For some, “Talk dirty to me” can be the most terrifying four words uttered during a sexual encounter. This is because when asked to talk during sex there is a lot of pressure to say the right thing. But, especially with new partners, how do we know what to say that will turn our partner on? Dirty talk can involve anything from, “I’m going to give you a glimpse of my wet flower ” to “choke on my cock you sweet nasty slut.” Everyone has their own preferences in terms of the language and type of words that they find arousing. Pornography is one way that we are exposed to examples of dirty talk, however as a lot of porn is made by men for men, much of it depicts dirty talk that may not resonate with everybody.
If dirty talk can be embarrassing and difficult, why do it?
- Dirty talk is one way to communicate with partners about our desires, which can make a sexual encounter more satisfying. It helps us learn what our partners do and don’t like and can add an element of play and fantasy into an encounter.
- The brain is the most powerful sex organ, it can directly impact the feeling of stimulation through our other senses. As a result, developing a vocabulary to describe sensations felt during sexual contact can be a huge turn on.
How do you talk dirty?
- Ask your partner how they like to describe their body and what type of language turns them on. It can be a real turn off if someone describes you in a way that doesn’t resonate, so especially if you are saying something risque, it may be better to check in with your partner about what they like first.
- Don’t try to copy anything that you’ve heard or what you think will be sexy. Instead, say what resonates with you. Clumsy words from the heart are better than copying words that don’t resonate with you.
- The language of dirty talk doesn’t need to be complex or fancy. One or two-word statements can do the trick. For example using words like, “Deeper” “Slower” “Fuck me” “Yes.” “I’m cumming.” can be extremely arousing.
- If you are one that enjoys getting fancier, say words that are specific to the partner you are with. Describe what about them turns you on. Is it the way their auburn hair covers their hard nipples? Is it the way their hard cock rubs against your thigh? Think about the sounds, the smells, and the sensations that you are feeling, and try to put them into words.
- Dirty talk doesn’t just take place during a hookup, but can also take place before and after sexy-time. Before a hookup, you can describe exactly what you want to do with your partner, and how thinking about it is affecting you (i.e. making you mad horny). After you are done, you can describe the most arousing moment from the hookup and what you may want to try next time.
- Saying the sexiest thing that turns your partner on is well and good, but don’t let performance take over pleasure. I’ve had times where I got too into turning my partner on by saying what I knew he liked, that I didn’t focus on the sensations I was feeling. There is a time for talk and there is a time for relaxing and enjoying.
- If you are unsure how to start talking dirty, start by masturbating and talking to yourself about the sensations you are experiencing. Then, it won’t feel so foreign when you try it with a partner.

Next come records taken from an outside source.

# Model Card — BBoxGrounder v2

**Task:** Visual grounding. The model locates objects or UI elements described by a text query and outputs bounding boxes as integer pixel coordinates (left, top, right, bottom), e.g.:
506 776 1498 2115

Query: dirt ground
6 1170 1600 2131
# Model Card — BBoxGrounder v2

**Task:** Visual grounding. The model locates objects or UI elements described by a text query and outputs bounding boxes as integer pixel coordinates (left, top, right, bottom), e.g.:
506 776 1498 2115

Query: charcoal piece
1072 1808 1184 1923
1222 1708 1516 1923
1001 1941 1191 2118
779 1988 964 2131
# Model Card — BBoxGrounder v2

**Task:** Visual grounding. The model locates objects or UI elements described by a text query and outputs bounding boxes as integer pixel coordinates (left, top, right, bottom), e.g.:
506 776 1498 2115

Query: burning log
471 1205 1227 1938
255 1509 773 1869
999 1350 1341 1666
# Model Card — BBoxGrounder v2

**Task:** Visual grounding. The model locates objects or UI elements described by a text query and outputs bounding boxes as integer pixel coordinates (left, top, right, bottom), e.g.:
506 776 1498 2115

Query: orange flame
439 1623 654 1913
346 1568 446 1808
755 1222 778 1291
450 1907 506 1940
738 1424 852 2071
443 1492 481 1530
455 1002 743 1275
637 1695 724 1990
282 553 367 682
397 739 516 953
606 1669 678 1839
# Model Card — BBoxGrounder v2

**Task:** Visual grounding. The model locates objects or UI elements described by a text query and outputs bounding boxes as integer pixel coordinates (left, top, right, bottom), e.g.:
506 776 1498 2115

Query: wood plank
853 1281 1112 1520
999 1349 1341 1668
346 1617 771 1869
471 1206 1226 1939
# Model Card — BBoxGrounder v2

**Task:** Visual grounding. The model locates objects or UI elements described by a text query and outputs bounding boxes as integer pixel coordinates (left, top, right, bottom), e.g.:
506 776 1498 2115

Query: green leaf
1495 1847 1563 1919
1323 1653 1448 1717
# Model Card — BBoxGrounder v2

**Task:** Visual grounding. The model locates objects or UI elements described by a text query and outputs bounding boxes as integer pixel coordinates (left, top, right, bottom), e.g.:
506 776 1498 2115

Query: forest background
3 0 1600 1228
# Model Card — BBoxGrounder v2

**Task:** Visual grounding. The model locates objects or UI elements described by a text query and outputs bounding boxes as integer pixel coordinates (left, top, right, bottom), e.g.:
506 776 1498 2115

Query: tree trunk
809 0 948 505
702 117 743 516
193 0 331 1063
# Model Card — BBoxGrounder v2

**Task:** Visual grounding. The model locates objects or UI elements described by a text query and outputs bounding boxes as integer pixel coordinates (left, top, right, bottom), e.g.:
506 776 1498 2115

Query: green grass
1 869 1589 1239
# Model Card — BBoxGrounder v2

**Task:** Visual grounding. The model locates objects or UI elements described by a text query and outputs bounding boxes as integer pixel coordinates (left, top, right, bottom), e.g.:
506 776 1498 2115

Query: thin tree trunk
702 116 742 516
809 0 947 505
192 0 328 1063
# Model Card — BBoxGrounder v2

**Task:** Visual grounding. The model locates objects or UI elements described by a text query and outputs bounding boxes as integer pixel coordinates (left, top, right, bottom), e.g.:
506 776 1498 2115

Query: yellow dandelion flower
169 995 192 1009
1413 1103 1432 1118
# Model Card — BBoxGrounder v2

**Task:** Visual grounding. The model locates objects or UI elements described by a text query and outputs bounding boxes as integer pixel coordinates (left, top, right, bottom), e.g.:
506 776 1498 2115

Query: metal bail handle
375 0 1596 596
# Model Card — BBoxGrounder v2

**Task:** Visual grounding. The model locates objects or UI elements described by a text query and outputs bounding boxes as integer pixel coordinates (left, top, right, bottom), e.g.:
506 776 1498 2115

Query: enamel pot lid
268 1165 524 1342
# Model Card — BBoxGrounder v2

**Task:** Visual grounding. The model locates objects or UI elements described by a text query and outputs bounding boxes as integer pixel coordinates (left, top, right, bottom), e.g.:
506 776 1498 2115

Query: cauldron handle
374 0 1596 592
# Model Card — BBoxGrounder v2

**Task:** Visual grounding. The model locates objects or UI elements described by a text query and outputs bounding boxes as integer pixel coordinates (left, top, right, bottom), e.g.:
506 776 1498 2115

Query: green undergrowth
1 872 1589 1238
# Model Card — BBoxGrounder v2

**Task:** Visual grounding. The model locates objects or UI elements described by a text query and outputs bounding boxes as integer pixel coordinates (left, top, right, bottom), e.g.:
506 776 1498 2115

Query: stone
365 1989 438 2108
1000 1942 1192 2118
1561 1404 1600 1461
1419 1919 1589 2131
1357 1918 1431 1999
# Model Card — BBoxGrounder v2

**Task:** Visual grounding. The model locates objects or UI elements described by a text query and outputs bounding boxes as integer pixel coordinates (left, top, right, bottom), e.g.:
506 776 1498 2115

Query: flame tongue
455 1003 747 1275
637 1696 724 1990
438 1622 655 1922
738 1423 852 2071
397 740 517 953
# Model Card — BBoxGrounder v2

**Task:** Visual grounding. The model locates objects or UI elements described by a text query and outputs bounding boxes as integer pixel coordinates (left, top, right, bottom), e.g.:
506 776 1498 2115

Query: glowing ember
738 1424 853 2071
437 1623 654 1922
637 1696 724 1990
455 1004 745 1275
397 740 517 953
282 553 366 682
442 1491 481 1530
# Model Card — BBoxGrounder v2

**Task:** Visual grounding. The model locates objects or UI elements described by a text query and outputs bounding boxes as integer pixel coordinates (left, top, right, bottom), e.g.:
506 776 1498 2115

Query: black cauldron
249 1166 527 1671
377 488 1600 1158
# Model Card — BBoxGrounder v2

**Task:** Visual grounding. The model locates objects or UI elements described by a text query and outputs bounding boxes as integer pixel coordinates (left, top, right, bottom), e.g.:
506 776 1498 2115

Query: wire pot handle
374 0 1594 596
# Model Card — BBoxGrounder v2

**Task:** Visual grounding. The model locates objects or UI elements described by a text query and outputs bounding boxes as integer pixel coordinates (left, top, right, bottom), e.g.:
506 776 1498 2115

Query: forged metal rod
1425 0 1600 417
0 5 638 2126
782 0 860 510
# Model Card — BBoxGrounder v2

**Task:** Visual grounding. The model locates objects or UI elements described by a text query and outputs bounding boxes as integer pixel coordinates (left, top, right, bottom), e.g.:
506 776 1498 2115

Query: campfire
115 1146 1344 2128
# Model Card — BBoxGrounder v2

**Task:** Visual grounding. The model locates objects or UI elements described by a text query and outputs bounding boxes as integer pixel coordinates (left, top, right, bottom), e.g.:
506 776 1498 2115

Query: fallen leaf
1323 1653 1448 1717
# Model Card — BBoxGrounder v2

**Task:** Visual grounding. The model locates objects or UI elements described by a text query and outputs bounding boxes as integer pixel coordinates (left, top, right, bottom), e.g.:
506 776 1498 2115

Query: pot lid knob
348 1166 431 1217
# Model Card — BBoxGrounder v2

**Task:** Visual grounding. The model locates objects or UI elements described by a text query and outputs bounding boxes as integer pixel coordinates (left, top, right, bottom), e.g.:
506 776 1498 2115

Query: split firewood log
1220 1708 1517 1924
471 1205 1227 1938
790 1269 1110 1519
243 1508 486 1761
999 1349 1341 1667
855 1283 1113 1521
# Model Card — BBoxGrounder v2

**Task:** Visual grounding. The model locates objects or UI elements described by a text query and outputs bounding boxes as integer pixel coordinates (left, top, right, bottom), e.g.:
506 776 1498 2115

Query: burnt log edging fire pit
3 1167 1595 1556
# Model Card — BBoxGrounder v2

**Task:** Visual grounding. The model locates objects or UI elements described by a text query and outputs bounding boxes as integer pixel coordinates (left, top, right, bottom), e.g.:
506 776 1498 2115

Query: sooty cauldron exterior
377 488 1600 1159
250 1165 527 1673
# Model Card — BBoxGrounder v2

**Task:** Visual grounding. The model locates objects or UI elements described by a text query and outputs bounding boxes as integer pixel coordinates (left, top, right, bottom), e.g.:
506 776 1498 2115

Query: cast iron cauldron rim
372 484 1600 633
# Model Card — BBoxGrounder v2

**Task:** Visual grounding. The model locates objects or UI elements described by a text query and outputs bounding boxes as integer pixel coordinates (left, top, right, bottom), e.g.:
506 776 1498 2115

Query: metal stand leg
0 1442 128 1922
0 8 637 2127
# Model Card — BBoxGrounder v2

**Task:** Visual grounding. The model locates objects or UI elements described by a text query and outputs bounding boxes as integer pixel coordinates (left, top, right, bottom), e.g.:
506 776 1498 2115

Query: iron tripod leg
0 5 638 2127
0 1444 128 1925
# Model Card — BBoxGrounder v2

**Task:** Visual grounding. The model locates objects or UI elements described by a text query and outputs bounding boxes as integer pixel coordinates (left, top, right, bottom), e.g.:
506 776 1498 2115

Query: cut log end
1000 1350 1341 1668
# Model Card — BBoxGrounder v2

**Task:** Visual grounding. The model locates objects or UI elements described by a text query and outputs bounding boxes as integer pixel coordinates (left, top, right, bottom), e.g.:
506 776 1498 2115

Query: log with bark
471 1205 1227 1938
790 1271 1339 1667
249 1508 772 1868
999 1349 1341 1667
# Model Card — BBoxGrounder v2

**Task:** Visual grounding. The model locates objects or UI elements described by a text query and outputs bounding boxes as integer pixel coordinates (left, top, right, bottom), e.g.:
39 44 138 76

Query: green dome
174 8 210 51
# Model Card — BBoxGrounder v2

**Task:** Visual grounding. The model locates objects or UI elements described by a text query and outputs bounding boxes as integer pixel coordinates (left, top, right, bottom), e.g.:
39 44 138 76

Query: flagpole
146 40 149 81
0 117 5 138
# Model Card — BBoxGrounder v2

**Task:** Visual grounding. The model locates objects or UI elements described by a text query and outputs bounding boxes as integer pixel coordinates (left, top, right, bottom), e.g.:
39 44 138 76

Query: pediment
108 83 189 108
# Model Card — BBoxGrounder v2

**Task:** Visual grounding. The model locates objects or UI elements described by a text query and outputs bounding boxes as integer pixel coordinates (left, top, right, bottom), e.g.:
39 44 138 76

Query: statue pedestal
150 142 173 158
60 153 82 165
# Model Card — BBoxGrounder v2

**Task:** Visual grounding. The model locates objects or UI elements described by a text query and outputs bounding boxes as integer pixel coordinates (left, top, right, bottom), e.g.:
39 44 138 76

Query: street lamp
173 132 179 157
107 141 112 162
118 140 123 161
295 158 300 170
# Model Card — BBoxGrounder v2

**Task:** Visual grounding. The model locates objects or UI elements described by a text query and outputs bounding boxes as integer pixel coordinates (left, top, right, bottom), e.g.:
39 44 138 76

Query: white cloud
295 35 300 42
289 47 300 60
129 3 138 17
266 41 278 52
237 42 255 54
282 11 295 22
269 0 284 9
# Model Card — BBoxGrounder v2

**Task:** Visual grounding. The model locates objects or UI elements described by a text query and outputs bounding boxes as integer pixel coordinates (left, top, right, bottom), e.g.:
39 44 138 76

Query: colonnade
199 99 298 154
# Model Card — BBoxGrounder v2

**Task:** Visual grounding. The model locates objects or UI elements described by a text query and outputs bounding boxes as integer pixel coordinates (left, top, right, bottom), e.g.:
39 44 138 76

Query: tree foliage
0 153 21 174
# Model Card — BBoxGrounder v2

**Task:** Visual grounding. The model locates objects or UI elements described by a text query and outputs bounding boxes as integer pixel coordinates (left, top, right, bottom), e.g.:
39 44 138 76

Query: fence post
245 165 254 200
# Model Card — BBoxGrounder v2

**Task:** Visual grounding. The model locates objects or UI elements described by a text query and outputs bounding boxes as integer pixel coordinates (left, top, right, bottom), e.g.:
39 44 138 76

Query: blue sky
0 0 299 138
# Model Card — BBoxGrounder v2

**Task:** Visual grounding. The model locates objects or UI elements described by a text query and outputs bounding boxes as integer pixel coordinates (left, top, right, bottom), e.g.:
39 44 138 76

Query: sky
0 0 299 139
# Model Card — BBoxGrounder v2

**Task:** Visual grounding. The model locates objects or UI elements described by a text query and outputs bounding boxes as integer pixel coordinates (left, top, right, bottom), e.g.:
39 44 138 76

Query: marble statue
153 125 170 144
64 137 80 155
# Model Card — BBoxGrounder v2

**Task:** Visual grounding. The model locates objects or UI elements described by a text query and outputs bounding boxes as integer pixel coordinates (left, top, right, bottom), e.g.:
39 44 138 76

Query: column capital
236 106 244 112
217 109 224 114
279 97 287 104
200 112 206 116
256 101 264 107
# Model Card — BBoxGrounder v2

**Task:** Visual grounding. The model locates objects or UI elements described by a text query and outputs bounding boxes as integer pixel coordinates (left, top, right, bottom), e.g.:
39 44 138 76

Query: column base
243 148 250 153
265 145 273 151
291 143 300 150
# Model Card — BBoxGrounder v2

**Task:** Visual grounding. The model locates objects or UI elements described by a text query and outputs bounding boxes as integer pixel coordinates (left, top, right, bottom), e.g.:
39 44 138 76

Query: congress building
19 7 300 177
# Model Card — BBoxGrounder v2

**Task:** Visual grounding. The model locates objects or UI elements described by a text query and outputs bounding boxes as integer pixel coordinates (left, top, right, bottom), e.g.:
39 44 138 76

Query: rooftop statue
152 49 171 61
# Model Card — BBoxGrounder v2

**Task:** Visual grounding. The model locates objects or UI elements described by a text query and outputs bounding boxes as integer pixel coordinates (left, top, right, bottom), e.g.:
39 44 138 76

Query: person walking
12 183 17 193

- Being comfortable enough to dirty talk with a partner is easier when you feel safe and happy in the relationship. Make sure to never ‘yuck your partner’s yum’ and make them feel uncomfortable about something that they said in bed. A huge part of experimenting is trying new things and then communicating about what does and doesn’t work. If a partner feels shut down, they may be unwilling to be vulnerable enough to open and try new things. At the same time, if what your partner said makes you uncomfortable, you can bring it up in a way that doesn’t make them feel foolish. For example, you could say that there’s nothing wrong with your partner being turned on by calling you a schoolgirl, but you do not enjoy being referred to in that way. Depending on if you find what your partner is into to be offensive, or if it just doesn’t turn you on, you can decide how to proceed in the future.
Most of all, have fun! Dirty talk can be a fun addition to sexual encounters and can enhance communication and pleasure. It may take some experimenting for you to find your voice, in the meantime relax, enjoy, and play around with what feels right.